Unverzüglich eingestellt werden die Zahlungen der personenbezogenen Führungskräftezulagen, und zwar rückwirkend zum 1. Juni. Führungskräfte, die einen Führungsauftrag wahrnehmen, erhalten weiterhin eine Führungskräftezulage, die aber auftragsbezogen ist. Der Lohnstreifen wird in diesem Sinne abgeändert.

Alle öffentlich Bediensteten, die keinen Führungsauftrag (mehr) innehaben und in der Vergangenheit die Zulage bezogen haben, werden über diese Maßnahme informiert. Zudem muss das Land ein Verfahren einleiten, um die personenbezogenen Zulagen rückwirkend wieder einzutreiben. Diese Führungs- oder Koordinierungszulagen müssen von jenen Bediensteten zurückgezahlt werden, die keinen Führungsauftrag wahrgenommen haben und zwar ab dem Jahr 2009, ab diesem Jahr greift die zehnjährige Verjährungsfrist.

Weder die Bediensteten, welche die Zulage erhalten haben und diese nun zurückzahlen müssen, noch jene, die für die Auszahlung zuständige waren, treffe eine Schuld, erklärte am Dienstag nach der Sitzung der Landesregierung Landeshauptmann Arno Kompatscher. Alle hätten auf der Grundlage von Gesetzen gehandelt, die nun allerdings für verfassungswidrig erklärt worden sind. In der Verfassungsreform von 2001, mit der die Arbeitsverträge im öffentlichen Dienst dem Privatrecht zugeordnet wurden, das nicht im Zuständigkeitsbereich des Landes liegt, sieht der Landeshauptmann den Ursprung des Problems. Kompatscher verwies in diesem Zusammenhang darauf, dass die bisherige Südtiroler Regelung den Steuerzahler weniger kostet als die staatliche, die ein Verzeichnis der Führungskräfte vorsieht. Nach seinen Worten sind in der Landesverwaltung 600 bis 800 Personen betroffen, weitere 250 im Sanitätsbetrieb. Die zurückzuerstattenden Beträge wurden heute auf insgesamt 800.000 bis eine Million Euro pro Jahr geschätzt.

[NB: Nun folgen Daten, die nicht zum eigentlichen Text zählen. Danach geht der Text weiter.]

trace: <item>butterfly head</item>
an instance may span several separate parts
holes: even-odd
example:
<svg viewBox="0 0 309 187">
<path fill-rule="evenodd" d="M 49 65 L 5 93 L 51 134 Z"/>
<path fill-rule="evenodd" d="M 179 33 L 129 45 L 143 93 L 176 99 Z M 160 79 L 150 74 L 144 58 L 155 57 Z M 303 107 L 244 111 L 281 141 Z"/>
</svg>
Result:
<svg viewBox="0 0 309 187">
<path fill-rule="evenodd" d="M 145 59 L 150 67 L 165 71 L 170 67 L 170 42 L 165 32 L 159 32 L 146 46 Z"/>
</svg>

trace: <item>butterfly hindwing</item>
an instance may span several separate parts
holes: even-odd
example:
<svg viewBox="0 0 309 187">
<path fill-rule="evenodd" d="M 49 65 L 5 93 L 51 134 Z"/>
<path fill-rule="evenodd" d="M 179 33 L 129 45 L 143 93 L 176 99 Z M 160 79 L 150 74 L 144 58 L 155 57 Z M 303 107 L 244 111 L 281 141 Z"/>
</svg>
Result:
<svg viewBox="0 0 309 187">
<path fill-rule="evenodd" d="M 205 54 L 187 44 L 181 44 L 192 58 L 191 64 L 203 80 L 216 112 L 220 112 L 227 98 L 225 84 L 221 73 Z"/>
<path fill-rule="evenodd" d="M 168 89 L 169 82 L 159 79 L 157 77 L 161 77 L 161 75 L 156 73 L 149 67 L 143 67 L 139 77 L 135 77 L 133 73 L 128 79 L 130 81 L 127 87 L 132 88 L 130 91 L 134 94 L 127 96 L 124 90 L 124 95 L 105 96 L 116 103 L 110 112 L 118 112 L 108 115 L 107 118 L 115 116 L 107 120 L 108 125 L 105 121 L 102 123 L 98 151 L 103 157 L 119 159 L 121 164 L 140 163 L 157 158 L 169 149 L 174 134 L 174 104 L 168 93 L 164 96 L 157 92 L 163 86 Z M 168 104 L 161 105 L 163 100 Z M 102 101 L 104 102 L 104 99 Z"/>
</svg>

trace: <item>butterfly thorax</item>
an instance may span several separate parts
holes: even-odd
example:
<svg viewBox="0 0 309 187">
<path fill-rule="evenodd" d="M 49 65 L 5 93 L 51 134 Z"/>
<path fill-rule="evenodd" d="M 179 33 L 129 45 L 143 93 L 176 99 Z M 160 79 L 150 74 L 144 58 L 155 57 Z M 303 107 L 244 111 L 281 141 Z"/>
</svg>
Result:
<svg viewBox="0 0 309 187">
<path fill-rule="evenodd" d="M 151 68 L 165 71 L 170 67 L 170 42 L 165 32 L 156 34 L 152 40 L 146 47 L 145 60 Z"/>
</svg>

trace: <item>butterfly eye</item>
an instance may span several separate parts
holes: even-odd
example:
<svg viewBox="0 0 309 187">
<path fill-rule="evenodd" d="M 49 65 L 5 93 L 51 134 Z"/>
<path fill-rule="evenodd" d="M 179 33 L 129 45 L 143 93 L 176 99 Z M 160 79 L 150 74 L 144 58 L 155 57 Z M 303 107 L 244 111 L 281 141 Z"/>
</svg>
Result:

Die jährlichen Personalausgaben des Landes überschreiten die Milliarde Euro. 

Sofort eingeleitet wird auch die Änderung der derzeitigen rechtlichen Regelung (Art. 1 Absatz 1 letzter Satz LG 9/2017) sowie die allgemeine Überarbeitung des Landesgesetzes zur Regelung der Führungskräfte (LG 10/1992). "Wir müssen nun ein Modell schaffen, das mit dem Grundgesetz übereinstimmt, aber unseren Besonderheiten Rechnung trägt", erklärte der Landeshauptmann.